I know that it's possible to strip accents from strings in PostgreSQL using the unaccent_string contrib function, but I'm wondering if PostgreSQL supports these "accent insensitive" collations so the SELECT above would work.

解决方案

Use the unaccent module for that - which is completely different from what you are linking to.

unaccent is a text search dictionary that removes accents (diacritic signs) from lexemes.

Install once per database with:

CREATE EXTENSION unaccent;

If you get an error like:

ERROR: could not open extension control file
"/usr/share/postgresql/<version>/extension/unaccent.control": No such file or directory

Install the contrib package on your database server like instructed in this related answer:

Among other things, it provides the function unaccent() you can use with your example (where LIKE seems not needed).

SELECT *
FROM   users
WHERE  unaccent(name) = unaccent('João');

Index

To use an index for that kind of query, create an index on the expression. However, Postgres only accepts IMMUTABLE functions for indexes. If a function can return a different result for the same input, the index could silently break.

unaccent() only STABLE not IMMUTABLE

Unfortunately, unaccent() is only STABLE, not IMMUTABLE. According to this thread on pgsql-bugs, this is due to three reasons:

  1. It depends on the behavior of a dictionary.
  2. There is no hard-wired connection to this dictionary.
  3. It therefore also depends on the current search_path, which can change easily.

Some tutorials on the web instruct to just alter the function volatility to IMMUTABLE. This brute-force method can break under certain conditions.

Others suggest a simple IMMUTABLE wrapper function (like I did myself in the past).

There is an ongoing debate whether to make the variant with two parameters IMMUTABLE which declares the used dictionary explicitly.
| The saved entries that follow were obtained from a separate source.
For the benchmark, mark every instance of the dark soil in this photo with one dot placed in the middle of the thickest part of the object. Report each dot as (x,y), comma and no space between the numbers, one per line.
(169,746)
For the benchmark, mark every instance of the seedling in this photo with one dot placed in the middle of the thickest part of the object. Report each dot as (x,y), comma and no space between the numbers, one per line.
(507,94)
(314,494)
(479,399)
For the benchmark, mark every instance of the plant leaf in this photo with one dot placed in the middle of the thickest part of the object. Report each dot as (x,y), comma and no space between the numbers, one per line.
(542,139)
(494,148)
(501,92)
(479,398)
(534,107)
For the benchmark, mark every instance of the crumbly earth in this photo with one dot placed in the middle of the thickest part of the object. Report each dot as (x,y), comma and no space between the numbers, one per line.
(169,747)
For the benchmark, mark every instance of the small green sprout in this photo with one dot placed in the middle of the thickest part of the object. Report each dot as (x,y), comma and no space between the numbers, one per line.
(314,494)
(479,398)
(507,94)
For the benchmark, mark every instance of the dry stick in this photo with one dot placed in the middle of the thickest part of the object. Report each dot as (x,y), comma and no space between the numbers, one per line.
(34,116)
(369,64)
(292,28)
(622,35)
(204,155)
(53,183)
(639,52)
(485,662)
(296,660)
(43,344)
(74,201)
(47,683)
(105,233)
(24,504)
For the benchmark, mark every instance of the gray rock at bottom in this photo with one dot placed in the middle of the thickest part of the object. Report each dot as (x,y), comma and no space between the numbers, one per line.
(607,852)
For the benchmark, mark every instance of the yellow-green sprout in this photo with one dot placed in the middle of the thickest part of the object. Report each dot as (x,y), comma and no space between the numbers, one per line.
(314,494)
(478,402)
Read here or here.

Another alternative would be this module with an IMMUTABLE unaccent() function by Musicbrainz, provided on Github. Haven't tested it myself. I think I have come up with a better idea:

Best for now

This approach is more efficient as other solutions floating around, and safer.
Create an IMMUTABLE SQL wrapper function executing the two-parameter form with hard-wired schema-qualified function and dictionary.

Since nesting a non-immutable function would disable function inlining, base it on a copy of the C-function, (fake) declared IMMUTABLE as well. Its only purpose is to be used in the SQL function wrapper. Not meant to be used on its own.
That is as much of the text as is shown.